Oh, and all of that came after an Oz-like moment in the fourth quarter. The swirling hot dog wrappers at Philadelphia’s Lincoln Financial Field was the storm warning, and a lightning delay pressed pause on the game. It was a solid game beforehand, a great one afterward – and maybe the best semifinal in tournament history.

2. 2009 regular season: Virginia 16-15

Although it was a goalie-optional night, this one had the reminder Virginia can score at will on its best nights, the realization Hopkins can do the same and a wild closing stretch to whet the appetite for a rematch.

It’s not often four players can roll up five points. It happened here, with Garrett Billings (4-4) and Danny Glading (2-3) doing so for Virginia and Chris Boland (6-2) and Brian Christopher (4-1) doing the same for Hopkins. It’s not often Virginia squanders a 12-6 lead. It happened, forcing the Cavaliers to score the final two goals to remain unbeaten and complete the Dome/Homewood road sweep.

3. 2001 regular season: Virginia 9-8 (4OT)

This was Tillman Johnson’s way of saying “Hello.” It couldn’t have been much splashier.

Johnson made 19 saves as the Cavaliers erased a three-goal hole at the half to rally past the Blue Jays at Homewood. There was a little era-connecting on this night, since the hero of the 1999 title team (Conor Gill) scored the game-winner and the defensive anchor of Virginia’s 2003 championship squad authored his first truly great game.

4. 2003 title game: Virginia 9-7

Well, any game with a championship on the line needs to make this list somehow. Hopkins was the top seed and possessed plenty of offensive flair, but a rutty field at M&T Bank Stadium (this was right before the introduction of field turf in Baltimore) did a bit to neutralize the Blue Jays.

Meanwhile, Virginia had the hot goalie in Johnson (13 saves) and a superb midfield of Chris Rotelli, A.J. Shannon and Billy Glading combined for six goals and five assists.

5. 2004 regular season: Virginia 9-8 (OT)

A devilishly entertaining game, especially when Hopkins’ dominance (it had just crushed Syracuse 17-5) was juxtaposed with Virginia’s feeble start (1-4 followed by a 9-8 overtime win at Towson).

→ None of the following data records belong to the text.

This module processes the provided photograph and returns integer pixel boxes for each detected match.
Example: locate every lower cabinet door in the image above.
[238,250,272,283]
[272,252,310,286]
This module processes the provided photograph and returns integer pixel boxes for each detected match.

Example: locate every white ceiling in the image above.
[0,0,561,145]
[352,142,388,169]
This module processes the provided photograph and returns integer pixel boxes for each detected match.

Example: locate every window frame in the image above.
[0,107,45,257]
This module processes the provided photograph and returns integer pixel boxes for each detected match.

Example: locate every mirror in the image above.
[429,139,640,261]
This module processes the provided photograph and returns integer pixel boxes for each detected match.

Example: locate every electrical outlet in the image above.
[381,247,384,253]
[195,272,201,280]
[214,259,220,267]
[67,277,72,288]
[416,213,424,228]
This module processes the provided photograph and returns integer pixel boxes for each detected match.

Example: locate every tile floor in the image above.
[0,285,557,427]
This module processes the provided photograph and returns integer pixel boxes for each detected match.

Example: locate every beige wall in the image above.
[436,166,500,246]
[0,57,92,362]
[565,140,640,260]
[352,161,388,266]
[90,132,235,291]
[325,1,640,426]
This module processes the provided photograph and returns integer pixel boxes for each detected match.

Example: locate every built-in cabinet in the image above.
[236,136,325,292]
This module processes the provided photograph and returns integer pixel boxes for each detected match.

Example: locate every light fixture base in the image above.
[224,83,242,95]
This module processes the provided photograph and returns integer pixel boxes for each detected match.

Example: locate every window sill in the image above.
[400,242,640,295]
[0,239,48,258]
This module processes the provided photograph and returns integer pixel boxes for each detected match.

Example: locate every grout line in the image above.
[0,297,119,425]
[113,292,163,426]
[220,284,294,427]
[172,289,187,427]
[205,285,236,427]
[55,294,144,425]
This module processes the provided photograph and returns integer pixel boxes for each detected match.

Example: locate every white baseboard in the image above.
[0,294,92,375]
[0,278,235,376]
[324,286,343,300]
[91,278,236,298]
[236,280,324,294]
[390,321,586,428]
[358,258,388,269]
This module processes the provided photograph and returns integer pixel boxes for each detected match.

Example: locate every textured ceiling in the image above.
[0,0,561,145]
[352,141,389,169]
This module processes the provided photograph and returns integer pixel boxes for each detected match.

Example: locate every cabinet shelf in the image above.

The Cavaliers trailed 8-6 in the fourth quarter, the direction of the season pretty much hanging on whether they could rally. And so they did, getting scores from Foster Gilbert (his first of the season) and Matt Poskay in the final 10 minutes. Gilbert then scored again in overtime, keeping Virginia perfect (for a time, anyway) in night games at Klockner Stadium.

It turned out to be the ultimate blip. Hopkins went back to winning (often big) until it was destroyed by Syracuse in the final four. Virginia traveled up to College Park the next weekend and got hammered 11-2 and would never climb back to .500.